A new wind drive from startup CoFlow Jet looks like a set of bridge pylons accidentally installed on a cargo ship. The drive provides fuel savings of up to 90%.
Improve efficiency
With rising fuel prices and increasing government regulation, there is a strong drive to increase the efficiency of cargo ships and reduce their emissions. This can be done, for example, by taking inspiration from history and using sails to harness the wind. This sounds logical at first glance because sailing ships have sailed the world's oceans for thousands of years. However, there are two main barriers.
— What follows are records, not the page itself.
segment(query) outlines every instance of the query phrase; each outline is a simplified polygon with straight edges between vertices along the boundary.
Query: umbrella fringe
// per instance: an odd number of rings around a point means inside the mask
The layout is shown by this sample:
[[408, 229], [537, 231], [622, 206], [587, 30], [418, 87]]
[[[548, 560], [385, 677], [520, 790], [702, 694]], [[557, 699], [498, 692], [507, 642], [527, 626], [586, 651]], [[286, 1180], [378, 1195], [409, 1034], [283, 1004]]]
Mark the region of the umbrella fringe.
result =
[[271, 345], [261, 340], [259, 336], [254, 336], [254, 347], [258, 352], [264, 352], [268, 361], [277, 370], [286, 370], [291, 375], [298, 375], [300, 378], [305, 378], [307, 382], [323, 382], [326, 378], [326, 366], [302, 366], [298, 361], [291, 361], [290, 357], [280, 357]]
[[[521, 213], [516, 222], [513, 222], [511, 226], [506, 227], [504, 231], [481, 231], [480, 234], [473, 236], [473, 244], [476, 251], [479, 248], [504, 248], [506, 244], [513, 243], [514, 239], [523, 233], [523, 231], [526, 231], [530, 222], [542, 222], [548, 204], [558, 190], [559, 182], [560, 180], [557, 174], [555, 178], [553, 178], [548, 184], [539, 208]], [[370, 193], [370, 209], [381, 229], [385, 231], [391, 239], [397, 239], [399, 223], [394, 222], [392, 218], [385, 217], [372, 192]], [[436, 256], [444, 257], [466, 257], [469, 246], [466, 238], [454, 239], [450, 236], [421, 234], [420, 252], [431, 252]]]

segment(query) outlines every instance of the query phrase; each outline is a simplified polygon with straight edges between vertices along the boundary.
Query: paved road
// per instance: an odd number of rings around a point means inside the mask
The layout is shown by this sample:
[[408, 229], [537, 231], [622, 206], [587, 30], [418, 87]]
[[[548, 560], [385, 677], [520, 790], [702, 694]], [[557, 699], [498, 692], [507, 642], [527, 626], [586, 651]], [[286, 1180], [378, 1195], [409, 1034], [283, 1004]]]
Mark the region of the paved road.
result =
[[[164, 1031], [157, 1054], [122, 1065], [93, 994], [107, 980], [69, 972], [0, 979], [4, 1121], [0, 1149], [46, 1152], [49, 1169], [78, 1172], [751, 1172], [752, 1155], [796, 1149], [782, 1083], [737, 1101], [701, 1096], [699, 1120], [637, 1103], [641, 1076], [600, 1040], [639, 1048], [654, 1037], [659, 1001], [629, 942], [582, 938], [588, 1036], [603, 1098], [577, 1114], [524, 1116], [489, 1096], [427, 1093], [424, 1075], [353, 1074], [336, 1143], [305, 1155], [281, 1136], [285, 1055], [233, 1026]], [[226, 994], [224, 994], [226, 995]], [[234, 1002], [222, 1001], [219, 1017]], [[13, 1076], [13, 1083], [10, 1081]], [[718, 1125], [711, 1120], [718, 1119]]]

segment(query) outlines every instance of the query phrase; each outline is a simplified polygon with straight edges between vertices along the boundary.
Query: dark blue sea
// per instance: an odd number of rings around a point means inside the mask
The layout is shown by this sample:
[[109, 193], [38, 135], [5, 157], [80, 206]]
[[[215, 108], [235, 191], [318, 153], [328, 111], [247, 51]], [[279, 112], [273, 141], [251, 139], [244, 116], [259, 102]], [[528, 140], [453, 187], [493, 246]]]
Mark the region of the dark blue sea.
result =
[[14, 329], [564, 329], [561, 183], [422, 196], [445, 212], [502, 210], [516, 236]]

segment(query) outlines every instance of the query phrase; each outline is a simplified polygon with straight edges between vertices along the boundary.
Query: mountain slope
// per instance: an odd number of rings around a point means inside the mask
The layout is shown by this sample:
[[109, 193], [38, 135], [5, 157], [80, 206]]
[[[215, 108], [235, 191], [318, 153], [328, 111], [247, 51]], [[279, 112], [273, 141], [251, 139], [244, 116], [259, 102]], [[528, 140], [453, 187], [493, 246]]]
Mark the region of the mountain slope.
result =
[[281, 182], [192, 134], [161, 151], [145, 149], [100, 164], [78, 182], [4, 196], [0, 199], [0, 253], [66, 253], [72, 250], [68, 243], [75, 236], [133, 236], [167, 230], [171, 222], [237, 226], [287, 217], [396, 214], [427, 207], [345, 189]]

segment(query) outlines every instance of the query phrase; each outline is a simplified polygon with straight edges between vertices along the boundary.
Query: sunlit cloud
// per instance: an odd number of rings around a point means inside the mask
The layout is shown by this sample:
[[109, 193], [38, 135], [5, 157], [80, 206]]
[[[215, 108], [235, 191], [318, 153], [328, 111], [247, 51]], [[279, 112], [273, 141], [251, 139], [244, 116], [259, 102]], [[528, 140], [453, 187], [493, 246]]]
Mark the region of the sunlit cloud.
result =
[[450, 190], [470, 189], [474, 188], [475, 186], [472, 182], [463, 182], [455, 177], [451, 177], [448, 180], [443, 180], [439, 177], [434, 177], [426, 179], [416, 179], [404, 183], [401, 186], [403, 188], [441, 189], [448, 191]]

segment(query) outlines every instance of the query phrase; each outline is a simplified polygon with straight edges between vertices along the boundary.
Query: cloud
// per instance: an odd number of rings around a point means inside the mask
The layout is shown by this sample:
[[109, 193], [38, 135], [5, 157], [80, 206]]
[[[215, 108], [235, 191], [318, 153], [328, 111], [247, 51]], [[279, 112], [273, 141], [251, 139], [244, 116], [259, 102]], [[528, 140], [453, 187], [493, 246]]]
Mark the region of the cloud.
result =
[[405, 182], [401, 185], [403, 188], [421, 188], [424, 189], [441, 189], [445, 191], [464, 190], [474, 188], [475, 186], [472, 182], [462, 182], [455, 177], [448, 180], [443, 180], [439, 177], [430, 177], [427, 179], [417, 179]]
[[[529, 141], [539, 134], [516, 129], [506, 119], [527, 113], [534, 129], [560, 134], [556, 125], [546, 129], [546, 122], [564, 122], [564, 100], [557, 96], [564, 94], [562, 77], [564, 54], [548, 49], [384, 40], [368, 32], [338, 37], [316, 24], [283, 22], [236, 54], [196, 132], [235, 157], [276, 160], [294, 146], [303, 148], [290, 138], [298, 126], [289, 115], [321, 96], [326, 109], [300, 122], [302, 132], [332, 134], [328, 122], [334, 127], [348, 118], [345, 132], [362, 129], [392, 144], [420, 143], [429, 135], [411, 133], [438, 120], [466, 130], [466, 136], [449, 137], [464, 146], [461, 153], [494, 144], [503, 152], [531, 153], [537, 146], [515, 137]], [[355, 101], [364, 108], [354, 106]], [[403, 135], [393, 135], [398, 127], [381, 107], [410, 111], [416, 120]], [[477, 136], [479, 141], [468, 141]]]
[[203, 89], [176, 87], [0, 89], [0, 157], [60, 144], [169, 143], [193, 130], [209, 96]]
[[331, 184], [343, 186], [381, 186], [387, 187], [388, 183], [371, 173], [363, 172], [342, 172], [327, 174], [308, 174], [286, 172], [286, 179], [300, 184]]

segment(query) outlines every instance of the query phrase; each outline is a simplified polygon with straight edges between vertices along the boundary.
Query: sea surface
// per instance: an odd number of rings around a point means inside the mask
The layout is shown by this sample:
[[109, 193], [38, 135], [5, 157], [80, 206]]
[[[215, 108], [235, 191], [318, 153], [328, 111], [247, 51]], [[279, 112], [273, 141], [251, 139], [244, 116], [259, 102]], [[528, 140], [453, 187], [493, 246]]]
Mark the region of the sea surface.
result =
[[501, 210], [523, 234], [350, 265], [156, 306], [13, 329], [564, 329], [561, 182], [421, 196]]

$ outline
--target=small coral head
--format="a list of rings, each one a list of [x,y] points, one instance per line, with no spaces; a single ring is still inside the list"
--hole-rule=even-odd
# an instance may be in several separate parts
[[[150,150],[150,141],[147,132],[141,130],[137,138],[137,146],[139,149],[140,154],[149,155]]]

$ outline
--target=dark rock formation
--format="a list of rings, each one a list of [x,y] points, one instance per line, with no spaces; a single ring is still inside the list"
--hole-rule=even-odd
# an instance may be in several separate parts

First, traditional sailing ships require a large crew. For example, the 921-tonne tea clipper Cutty Sark needed a crew of around 30 to operate the sails and the complex sheets and lines. Compare that to a modern 196,000-tonne container ship that needs only 13 officers and sailors. Moreover, most of them push buttons instead of pulling lines.
The second problem is that sails are completely dependent on the wind. If it blows hard enough AND in the right direction, it's great. If it blows too little or too hard, or from the wrong angle, it is less so.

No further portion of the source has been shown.